Although the report may be apocryphal, a later biographer stated that Desty had no close family in Rochester and his firm was charged with organizing his funeral—a funeral led no less by an Episcopal Church minister. (If Alemany had only known!) From California his widow sought but failed to have his body returned to her. She also tried to have herself and Robert Jr. recognized as the rightful heirs.
While alluding to the State Senate contest, the San Francisco Examiner declared on Desty’s death that he “was an American through and through.” Indeed: he had fought for his adoptive country, crossed the continent, experienced the gold rush, contributed to the moral causes of the day (as well as to ugly racial nativism), taught the country’s children, taken part in its politics, and added significantly to its intellectual capital—from New York to the Southwestern frontier, from California to Minnesota and back to New York.

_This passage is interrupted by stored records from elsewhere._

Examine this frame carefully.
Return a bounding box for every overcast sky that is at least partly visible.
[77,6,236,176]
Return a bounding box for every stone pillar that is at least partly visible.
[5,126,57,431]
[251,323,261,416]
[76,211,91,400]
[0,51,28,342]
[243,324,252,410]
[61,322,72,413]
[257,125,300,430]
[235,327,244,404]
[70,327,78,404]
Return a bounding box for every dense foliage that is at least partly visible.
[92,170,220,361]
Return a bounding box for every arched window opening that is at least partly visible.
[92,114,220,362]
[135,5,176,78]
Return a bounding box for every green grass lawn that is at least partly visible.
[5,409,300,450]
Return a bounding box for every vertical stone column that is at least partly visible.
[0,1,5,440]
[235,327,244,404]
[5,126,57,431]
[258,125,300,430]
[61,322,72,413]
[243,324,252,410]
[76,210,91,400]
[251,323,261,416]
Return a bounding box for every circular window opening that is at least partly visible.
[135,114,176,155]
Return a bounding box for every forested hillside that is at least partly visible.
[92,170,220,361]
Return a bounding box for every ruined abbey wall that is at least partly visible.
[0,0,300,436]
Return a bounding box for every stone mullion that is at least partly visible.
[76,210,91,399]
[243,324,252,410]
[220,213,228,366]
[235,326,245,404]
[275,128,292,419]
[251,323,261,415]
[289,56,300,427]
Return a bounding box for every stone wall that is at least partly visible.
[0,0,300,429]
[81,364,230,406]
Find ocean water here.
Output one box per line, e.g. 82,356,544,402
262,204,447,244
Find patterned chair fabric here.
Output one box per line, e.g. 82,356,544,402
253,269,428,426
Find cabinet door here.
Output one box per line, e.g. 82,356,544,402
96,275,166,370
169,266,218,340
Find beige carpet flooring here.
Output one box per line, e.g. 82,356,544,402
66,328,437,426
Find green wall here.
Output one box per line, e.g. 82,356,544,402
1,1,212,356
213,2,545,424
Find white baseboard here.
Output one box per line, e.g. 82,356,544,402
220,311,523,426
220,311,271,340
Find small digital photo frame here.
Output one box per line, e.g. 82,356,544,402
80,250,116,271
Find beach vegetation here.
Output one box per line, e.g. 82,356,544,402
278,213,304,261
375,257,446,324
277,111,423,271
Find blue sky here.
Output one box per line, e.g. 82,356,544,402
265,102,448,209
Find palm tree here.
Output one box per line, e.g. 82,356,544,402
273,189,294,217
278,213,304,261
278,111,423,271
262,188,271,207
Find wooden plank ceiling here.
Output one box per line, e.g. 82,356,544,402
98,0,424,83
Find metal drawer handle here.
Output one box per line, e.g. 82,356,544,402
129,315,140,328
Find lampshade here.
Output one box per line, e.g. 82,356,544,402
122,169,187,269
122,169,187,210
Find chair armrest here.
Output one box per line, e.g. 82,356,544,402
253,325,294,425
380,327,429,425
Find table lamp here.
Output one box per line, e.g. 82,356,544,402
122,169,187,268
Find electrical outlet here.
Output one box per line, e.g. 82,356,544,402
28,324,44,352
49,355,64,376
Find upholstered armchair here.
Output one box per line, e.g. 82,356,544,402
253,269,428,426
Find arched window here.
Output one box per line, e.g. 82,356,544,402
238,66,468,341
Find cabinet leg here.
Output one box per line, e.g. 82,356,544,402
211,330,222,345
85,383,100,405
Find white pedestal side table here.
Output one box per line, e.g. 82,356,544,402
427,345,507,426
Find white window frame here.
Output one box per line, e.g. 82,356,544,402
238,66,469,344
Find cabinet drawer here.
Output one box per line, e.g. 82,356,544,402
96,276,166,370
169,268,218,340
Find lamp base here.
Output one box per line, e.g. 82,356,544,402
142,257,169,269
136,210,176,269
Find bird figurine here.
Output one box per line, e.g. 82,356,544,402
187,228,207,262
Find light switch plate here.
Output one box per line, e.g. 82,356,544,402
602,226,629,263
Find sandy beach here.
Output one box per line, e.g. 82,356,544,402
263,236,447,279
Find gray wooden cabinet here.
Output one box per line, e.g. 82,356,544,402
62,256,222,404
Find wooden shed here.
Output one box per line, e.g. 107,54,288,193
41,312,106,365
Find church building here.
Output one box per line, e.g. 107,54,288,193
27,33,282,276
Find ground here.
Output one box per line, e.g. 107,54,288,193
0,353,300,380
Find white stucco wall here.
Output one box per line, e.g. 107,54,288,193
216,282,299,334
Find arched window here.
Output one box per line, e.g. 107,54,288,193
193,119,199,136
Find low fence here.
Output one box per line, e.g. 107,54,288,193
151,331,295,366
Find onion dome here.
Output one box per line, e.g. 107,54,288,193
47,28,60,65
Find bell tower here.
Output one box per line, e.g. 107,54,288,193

Amid the many trials and tribulations of his life, Desty could at least claim to have lived the American promise and to have died an American citizen. How far the ripples of his life may have carried we do not know, but it continues to raise broadly relevant questions—What does it mean to be an American (culturally and legally)? What do we owe to the unnaturalized immigrants of the Great Republican Experiment? As for researchers, I trust it invites attention to the incredibly diverse, multifaceted, and geographical expansive nature of Canadian emigration to the United States.